11. The question whether the property was recovered "under" the indemnity is one of some difficulty. Giving the provision the construction mentioned in the preceding paragraph, however, I find that the property was so recovered. It seems a reasonable inference that it was the threat of immediate litigation which induced Mr. Webb to offer to transfer the properties, and that threat was made in the course of the solicitors pursuing their retainer covered by the indemnity for the costs of litigation. In my view, that indemnity covered the preliminary steps such as preparing the Court papers and writing a letter of demand.

12. It is true that, had it not been for the investigative work which was done, and in particular the public examination, it seems unlikely that the trustee would have been able to ascertain the facts; had he not known the relevants facts, then the instructions to sue would never have been given.
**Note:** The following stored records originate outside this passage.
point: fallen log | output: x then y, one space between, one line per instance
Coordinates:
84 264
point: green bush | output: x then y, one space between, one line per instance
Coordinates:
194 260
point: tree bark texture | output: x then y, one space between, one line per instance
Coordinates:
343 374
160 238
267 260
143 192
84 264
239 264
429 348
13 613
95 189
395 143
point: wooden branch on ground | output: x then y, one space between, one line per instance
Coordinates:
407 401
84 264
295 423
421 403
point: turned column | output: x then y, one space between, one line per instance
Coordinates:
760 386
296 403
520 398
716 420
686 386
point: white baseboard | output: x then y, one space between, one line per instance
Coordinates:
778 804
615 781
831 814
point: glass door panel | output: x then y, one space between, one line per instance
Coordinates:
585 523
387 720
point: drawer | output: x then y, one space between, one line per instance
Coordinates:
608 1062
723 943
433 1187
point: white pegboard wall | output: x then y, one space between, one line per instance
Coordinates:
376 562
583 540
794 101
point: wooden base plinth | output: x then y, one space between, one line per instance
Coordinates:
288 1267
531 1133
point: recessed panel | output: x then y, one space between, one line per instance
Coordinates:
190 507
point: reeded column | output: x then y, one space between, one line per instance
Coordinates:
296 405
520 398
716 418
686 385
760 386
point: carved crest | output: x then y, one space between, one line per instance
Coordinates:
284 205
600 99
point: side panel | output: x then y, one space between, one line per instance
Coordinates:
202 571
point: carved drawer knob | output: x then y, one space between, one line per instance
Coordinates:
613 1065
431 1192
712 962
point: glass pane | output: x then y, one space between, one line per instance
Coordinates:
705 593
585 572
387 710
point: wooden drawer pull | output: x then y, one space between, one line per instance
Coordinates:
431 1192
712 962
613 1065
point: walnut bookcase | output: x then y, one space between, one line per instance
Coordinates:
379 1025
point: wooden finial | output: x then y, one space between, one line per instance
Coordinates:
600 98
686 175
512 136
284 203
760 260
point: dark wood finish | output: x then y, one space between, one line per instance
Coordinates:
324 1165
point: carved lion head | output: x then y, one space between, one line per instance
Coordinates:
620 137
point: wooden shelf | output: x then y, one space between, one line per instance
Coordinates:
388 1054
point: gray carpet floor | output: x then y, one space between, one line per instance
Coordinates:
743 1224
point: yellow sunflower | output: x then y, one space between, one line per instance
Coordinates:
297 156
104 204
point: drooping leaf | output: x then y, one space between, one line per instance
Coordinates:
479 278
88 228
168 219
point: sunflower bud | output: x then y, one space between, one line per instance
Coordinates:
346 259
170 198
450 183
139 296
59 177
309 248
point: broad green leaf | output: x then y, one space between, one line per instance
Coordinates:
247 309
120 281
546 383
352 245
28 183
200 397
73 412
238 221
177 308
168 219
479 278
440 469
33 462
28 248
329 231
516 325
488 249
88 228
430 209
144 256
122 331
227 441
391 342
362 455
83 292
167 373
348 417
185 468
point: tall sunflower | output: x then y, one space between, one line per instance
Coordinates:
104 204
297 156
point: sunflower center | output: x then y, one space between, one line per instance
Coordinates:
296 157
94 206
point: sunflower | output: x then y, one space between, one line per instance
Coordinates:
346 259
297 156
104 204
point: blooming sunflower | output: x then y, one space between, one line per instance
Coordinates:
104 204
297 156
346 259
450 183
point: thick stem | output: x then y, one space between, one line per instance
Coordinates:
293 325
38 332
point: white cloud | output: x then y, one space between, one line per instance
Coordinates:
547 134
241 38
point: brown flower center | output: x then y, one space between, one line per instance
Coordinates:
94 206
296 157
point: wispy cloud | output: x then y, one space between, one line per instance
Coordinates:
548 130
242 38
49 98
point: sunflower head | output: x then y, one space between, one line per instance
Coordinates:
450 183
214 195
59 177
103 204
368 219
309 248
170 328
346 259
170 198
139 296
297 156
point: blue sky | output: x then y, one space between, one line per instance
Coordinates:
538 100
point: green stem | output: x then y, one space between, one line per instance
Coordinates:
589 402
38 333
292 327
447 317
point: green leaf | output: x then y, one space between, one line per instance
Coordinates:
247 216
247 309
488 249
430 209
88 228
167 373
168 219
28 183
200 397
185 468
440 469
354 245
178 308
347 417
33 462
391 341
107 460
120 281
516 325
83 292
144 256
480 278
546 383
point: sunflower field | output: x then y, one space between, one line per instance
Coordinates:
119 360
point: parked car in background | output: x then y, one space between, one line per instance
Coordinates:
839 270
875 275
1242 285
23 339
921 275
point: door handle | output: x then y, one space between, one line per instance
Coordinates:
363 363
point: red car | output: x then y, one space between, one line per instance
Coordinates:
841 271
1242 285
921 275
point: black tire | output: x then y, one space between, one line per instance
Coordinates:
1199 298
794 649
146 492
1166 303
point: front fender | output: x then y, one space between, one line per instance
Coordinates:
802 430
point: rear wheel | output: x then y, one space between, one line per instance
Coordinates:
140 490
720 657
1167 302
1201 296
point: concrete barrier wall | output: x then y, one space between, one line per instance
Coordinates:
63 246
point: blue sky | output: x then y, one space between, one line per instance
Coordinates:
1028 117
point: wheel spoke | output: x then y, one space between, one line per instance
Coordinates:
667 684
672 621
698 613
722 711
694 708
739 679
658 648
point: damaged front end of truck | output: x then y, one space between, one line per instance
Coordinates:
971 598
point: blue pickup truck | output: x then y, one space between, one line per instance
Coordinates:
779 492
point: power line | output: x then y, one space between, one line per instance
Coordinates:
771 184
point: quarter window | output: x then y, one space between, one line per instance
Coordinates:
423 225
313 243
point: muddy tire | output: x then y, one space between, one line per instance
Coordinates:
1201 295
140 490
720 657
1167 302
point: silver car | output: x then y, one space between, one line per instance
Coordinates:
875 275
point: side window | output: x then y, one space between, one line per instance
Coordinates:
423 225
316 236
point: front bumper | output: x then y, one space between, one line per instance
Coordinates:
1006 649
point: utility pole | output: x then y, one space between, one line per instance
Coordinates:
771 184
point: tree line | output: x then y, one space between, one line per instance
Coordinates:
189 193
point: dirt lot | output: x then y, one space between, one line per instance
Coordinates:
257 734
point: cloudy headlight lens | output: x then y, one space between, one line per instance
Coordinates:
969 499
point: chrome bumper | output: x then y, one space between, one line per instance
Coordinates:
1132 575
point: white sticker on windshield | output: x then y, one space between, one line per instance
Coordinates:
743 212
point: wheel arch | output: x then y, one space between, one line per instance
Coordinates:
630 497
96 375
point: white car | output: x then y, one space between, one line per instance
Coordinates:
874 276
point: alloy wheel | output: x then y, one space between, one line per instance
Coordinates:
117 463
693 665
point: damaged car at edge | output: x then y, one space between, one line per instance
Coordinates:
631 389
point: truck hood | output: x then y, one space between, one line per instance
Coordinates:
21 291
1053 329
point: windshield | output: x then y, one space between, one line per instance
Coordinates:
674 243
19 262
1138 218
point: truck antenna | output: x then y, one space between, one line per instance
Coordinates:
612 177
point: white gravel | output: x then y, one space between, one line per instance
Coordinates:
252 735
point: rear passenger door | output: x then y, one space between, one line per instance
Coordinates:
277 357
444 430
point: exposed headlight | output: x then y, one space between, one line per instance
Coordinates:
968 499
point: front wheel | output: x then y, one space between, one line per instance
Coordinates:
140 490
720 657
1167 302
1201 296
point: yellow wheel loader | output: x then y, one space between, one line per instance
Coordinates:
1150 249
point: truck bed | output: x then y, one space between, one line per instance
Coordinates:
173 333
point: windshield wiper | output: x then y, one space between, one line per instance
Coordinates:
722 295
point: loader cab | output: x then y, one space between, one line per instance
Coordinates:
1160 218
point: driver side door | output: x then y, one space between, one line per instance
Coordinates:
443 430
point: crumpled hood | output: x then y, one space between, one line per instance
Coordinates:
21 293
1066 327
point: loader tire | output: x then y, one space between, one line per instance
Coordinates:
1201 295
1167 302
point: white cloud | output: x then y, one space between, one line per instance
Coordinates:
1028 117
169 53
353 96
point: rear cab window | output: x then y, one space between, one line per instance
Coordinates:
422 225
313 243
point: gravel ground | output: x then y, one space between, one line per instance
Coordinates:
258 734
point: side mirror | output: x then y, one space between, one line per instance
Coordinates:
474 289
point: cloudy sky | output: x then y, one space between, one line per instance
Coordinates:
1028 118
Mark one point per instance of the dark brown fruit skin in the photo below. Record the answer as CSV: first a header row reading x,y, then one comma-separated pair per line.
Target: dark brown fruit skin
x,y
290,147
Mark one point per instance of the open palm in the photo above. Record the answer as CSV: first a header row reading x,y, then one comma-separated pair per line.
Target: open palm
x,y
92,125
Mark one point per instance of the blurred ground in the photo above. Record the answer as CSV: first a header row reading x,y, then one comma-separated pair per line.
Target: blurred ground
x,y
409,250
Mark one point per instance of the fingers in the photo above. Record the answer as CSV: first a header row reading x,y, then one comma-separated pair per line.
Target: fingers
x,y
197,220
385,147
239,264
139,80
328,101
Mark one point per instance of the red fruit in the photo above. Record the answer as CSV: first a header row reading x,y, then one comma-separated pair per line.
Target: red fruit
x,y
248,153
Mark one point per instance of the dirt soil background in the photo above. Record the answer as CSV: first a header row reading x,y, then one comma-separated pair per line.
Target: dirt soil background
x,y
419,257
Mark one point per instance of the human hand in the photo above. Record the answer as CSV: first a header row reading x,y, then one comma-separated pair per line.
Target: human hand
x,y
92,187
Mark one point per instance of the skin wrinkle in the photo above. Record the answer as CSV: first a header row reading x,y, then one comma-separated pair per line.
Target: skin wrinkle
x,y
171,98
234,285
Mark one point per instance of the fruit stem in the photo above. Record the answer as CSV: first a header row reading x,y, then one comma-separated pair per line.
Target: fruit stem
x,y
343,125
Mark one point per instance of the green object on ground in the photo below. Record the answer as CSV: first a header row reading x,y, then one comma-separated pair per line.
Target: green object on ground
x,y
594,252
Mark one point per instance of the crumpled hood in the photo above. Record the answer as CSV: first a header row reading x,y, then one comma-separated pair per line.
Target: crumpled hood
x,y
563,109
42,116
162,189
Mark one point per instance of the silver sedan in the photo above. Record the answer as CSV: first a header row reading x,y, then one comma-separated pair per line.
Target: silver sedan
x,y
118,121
But I do not think that the fact there was also an indemnity in respect of the costs of the investigative work should be held to deprive the indemnifying creditor of whatever benefit would otherwise flow from the indemnity for the costs of litigation.

13. Counsel for Australian Guarantee Corporation Limited also pointed out that in no reported case does the provision seemed to have been applied at such an early stage; here the proceedings do not even appear to have been served at the time Mr. Webb agreed to transfer the properties. But the provision does not say "recovered by means of litigation" and I am satisfied, as I have said, that the present facts are caught by the provision.

14. Apart from the costs already expended, I am told a sum in the region of $6,000 may have to come out of the fund to meet the parties' costs of the present application, assuming all costs come out of the fund. As set out below, the costs of Australian Guarantee Corporation Limited will not wholly come from the fund. On the basis that there is a net amount of about $30,000 to be distributed, and taking into account the relative size of the two debts and the risk run, I have come to the conclusion that Mercantile Credits Limited should receive, in the first place, half the net amount recovered, and that the other half should be distributed pro rata.

15. There is a complication as to costs in that, in my view, Australian Guarantee Corporation Limited should have its costs out of the fund, but limited to one day's hearing in view of the inadequacy of its initial notice of intention to oppose. I shall invite counsel to address me generally as to costs.